Throughout the 1980s, Gusmão led both Falintil and the CRRN, gradually distancing himself from the Fretilin party. He began efforts to make Falintil non-partisan and transform it into the armed wing of a unified resistance movement. On 12 May 1983 Gusmão proclaimed the convergence of all nationalists in their struggle against Indonesian occupation, and by April 1984, Gusmão had proclaimed the ideological independence of Fretilin from the overall resistance movement and began to re-structure the armed resistance movement.

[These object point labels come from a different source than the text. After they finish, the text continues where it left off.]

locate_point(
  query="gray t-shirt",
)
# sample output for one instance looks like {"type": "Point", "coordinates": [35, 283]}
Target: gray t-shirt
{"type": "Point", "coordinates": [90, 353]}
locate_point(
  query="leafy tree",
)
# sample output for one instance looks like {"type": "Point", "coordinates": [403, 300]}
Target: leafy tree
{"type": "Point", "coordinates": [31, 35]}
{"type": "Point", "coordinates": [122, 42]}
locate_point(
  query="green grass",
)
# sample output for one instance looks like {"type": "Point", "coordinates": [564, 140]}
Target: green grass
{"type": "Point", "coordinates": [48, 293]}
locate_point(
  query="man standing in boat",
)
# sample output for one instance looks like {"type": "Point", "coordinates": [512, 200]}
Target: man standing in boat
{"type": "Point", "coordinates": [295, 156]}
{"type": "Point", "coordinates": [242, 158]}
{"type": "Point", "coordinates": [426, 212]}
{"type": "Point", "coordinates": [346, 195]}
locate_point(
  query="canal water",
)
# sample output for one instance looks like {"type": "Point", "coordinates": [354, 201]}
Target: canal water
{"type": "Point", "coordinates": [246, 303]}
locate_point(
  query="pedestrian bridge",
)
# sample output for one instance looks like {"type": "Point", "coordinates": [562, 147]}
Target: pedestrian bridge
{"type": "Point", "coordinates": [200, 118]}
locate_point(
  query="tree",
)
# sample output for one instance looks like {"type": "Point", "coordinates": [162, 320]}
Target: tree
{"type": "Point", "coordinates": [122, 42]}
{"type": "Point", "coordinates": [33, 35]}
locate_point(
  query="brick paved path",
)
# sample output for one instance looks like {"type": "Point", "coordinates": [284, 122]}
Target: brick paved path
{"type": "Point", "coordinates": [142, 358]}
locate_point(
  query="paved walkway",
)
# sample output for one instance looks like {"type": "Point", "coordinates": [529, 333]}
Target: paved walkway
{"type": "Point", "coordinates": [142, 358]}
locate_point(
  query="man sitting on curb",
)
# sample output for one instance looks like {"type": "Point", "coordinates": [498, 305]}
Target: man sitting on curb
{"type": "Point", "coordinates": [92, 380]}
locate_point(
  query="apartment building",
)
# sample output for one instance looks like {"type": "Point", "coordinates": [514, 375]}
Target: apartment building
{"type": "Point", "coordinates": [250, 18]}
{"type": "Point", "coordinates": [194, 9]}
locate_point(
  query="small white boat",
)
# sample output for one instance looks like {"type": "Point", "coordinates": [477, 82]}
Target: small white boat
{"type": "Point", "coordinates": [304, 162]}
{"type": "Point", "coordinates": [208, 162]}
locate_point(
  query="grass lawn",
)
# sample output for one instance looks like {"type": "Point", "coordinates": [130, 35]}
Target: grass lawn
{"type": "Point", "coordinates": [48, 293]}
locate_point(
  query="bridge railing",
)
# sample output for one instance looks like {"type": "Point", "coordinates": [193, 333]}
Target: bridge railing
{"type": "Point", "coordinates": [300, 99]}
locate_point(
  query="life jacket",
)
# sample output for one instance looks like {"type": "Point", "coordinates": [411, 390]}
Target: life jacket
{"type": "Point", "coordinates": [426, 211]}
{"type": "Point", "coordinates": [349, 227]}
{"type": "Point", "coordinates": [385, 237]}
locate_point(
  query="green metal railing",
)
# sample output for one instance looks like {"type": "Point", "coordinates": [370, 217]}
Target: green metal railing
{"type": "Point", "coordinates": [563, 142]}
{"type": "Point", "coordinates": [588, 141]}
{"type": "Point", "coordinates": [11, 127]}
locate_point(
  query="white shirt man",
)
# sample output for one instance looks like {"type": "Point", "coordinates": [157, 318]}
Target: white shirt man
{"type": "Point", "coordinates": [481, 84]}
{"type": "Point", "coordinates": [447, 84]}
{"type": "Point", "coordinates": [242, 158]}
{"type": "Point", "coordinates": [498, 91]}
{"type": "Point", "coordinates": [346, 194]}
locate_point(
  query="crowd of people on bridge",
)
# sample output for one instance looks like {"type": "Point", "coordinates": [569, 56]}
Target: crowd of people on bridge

In the first week of August 1983, Falintil fighters attacked an Indonesian Army engineering unit, resulting in the deaths of 16 soldiers. On 31 August 1983, the Indonesian Army began military operations around Viqueque, about 100 km from Dili. A spokesman for the Indonesian Embassy in Canberra said about 3,200 troops in four battalions, including special forces, were deployed with tanks and troop transport aircraft.

On 5 May 1985 Gusmão sent the Fretilin central committee, operating in exile, a message informing them of the structure of the CRRN and assuming the title of Commander-in-Chief of Falintil. A significant step in the unification of the resistance movement occurred in March 1986 when Fretilin and UDT agreed to establish the "nationalist convergence". Meanwhile, the Falintil guerrilla force continued to launch attacks against Indonesian soldiers. In June 1986, diplomats in Jakarta acknowledged losing between 20 and 35 soldiers in a Falintil ambush.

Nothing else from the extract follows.